How Does the Troy-Bilt Variable Speed Pulley Work?
The variable speed pulley used on a Troy-Bilt riding lawn mower is composed of two pieces, the fixed frame and the sliding center groove plate. The sliding groove plate slides between the two fixed frame grooves. As the plate slides one way, the pulley formed by one side of the fixed frame and one side of the sliding plate will either get larger or smaller. As one side gets smaller, the other side gets larger.
One drive belt goes from the engine to one side of the variable pulley. Another belt goes from the transmission to the other side of the variable pulley. The tension on these belts is equal when the mower is in operation.
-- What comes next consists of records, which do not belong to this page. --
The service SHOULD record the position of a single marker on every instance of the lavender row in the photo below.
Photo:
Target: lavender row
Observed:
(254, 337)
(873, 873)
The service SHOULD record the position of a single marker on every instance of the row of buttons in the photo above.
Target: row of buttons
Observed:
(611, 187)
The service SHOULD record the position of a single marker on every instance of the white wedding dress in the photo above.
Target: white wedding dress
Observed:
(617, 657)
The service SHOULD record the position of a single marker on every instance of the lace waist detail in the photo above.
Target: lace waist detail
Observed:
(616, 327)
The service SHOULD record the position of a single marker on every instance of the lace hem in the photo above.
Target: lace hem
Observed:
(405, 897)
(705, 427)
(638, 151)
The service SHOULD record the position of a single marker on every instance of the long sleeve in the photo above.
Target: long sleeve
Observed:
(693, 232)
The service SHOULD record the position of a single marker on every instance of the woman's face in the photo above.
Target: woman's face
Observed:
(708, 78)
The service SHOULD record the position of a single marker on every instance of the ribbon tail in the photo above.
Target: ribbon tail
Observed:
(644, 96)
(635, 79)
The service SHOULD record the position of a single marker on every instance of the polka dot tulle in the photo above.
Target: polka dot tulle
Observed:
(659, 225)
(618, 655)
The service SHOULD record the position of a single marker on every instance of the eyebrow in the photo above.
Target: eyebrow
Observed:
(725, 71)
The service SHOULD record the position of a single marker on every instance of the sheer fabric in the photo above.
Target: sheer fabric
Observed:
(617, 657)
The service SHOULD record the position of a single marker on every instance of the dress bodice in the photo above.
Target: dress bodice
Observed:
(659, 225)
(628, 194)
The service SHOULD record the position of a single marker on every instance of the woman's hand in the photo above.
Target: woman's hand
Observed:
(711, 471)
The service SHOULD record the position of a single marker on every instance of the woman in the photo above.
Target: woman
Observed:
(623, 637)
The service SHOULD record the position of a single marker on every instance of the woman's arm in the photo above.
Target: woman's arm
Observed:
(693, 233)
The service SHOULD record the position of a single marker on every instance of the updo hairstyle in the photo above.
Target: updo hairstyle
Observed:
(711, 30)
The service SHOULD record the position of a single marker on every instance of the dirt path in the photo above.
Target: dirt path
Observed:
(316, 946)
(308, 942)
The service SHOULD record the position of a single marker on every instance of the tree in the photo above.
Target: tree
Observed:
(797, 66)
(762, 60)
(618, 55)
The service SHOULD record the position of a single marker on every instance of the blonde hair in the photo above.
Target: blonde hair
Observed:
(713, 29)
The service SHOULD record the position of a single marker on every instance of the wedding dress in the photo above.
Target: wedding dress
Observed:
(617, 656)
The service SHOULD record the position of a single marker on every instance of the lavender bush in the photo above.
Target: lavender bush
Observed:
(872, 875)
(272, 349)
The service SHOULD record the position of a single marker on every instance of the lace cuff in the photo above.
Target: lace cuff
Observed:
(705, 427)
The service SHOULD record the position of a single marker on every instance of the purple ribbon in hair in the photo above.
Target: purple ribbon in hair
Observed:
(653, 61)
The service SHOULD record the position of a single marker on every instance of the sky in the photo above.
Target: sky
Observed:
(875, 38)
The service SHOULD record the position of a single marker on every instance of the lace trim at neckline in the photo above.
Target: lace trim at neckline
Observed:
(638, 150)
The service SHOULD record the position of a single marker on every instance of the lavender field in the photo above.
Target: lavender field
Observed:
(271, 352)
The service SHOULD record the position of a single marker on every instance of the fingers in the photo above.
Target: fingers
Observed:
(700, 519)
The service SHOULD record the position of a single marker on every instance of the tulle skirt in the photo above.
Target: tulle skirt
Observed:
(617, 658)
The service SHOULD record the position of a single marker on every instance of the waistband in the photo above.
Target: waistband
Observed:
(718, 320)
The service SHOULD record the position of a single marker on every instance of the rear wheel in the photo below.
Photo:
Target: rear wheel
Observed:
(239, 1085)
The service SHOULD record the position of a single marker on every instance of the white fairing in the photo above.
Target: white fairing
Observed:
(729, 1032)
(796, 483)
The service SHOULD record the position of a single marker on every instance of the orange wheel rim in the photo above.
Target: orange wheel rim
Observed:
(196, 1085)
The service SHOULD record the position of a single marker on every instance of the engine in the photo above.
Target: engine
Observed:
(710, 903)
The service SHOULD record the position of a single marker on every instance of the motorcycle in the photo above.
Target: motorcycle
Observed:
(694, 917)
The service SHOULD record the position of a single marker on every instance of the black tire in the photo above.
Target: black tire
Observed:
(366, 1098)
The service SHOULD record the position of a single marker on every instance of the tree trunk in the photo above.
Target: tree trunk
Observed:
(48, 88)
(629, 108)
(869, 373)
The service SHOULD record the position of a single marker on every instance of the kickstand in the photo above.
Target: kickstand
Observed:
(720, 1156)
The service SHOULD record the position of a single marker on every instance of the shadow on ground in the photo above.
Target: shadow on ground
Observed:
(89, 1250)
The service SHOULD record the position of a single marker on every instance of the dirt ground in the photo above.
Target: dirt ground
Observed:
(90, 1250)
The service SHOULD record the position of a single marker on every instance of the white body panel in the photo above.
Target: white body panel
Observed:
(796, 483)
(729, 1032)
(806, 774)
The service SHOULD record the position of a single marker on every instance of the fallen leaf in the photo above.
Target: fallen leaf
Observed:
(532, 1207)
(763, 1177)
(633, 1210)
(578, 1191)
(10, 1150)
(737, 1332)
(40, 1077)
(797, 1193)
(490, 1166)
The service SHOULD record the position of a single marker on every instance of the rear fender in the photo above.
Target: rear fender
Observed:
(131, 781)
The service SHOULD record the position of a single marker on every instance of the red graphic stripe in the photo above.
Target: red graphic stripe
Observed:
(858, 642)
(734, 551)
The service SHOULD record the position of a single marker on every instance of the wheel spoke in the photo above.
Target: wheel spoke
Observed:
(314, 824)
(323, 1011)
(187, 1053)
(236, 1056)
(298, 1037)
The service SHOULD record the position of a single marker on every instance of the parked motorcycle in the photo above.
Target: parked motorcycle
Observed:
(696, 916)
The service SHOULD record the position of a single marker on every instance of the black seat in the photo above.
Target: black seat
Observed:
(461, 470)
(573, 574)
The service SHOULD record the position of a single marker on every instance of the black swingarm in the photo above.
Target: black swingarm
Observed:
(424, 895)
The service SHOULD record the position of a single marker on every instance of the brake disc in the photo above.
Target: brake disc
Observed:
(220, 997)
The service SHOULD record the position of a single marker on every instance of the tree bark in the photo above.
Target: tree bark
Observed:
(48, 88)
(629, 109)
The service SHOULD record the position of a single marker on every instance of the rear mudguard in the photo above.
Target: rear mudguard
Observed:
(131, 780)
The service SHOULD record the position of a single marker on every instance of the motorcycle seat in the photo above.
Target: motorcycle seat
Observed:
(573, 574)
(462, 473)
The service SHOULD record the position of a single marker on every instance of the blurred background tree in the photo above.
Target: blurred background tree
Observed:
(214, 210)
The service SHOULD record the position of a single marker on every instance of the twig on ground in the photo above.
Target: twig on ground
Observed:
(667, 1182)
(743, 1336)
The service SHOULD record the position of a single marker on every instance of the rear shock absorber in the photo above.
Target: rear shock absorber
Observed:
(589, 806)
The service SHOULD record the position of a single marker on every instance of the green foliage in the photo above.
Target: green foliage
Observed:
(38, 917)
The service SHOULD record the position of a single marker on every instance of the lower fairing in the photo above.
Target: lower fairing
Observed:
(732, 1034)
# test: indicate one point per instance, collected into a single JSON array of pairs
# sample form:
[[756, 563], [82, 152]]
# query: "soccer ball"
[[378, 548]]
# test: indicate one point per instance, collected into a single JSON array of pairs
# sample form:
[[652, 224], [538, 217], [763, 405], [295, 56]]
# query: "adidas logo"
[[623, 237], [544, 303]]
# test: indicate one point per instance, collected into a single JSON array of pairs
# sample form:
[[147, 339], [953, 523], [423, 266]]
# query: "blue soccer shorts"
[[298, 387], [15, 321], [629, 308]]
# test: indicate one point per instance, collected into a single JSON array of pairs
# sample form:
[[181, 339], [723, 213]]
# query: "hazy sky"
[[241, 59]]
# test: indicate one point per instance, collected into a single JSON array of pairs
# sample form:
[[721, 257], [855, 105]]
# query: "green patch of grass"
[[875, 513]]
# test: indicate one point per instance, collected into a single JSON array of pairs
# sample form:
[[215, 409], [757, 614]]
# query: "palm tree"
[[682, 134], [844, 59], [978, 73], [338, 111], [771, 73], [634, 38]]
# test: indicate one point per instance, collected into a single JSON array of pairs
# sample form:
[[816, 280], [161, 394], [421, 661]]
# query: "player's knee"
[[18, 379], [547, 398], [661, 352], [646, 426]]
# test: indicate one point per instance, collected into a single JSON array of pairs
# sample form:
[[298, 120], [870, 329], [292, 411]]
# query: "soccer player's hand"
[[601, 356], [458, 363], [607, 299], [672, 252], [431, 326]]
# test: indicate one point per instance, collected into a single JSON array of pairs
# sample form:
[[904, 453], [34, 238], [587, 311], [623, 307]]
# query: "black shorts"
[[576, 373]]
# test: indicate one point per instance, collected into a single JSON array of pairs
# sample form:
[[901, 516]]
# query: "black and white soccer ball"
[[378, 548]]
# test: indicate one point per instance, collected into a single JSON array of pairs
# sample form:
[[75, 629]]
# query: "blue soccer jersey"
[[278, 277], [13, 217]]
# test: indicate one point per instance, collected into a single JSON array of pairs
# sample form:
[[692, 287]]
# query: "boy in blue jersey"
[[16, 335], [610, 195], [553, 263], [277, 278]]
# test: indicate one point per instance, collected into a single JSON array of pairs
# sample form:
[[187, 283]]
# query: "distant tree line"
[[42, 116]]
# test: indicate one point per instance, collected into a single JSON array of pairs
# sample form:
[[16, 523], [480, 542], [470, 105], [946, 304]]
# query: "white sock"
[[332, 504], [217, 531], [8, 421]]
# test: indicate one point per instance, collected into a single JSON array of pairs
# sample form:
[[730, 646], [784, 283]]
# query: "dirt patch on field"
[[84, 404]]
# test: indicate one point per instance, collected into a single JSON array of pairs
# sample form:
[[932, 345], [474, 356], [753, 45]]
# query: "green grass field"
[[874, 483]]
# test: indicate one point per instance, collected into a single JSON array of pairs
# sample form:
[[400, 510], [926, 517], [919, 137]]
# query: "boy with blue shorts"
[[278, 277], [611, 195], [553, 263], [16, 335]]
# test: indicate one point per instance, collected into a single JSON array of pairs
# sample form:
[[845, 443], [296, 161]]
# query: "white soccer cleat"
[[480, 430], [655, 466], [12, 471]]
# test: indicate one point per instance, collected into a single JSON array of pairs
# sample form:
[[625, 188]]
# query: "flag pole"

The variable speed pulley is mounted on a sliding plate, which moves the pulley toward the engine or toward the transmission. As the pulley moves toward the engine, the transmission belt gets tighter. This forces the sliding plate in the variable pulley to squeeze the engine belt. The harder the engine belt is squeezed, the higher the engine belt will ride on the engine belt side of the variable speed pulley. Since the transmission is being driven by the variable pulley in its lowest setting, the transmission has more power and less speed.
If the variable speed pulley is moved toward the transmission, the engine belt will force the variable plate to squeeze the transmission belt. The engine belt will then move to a lower setting on the variable speed pulley while the transmission side will begin to ride higher. This causes the transmission to turn faster with less power.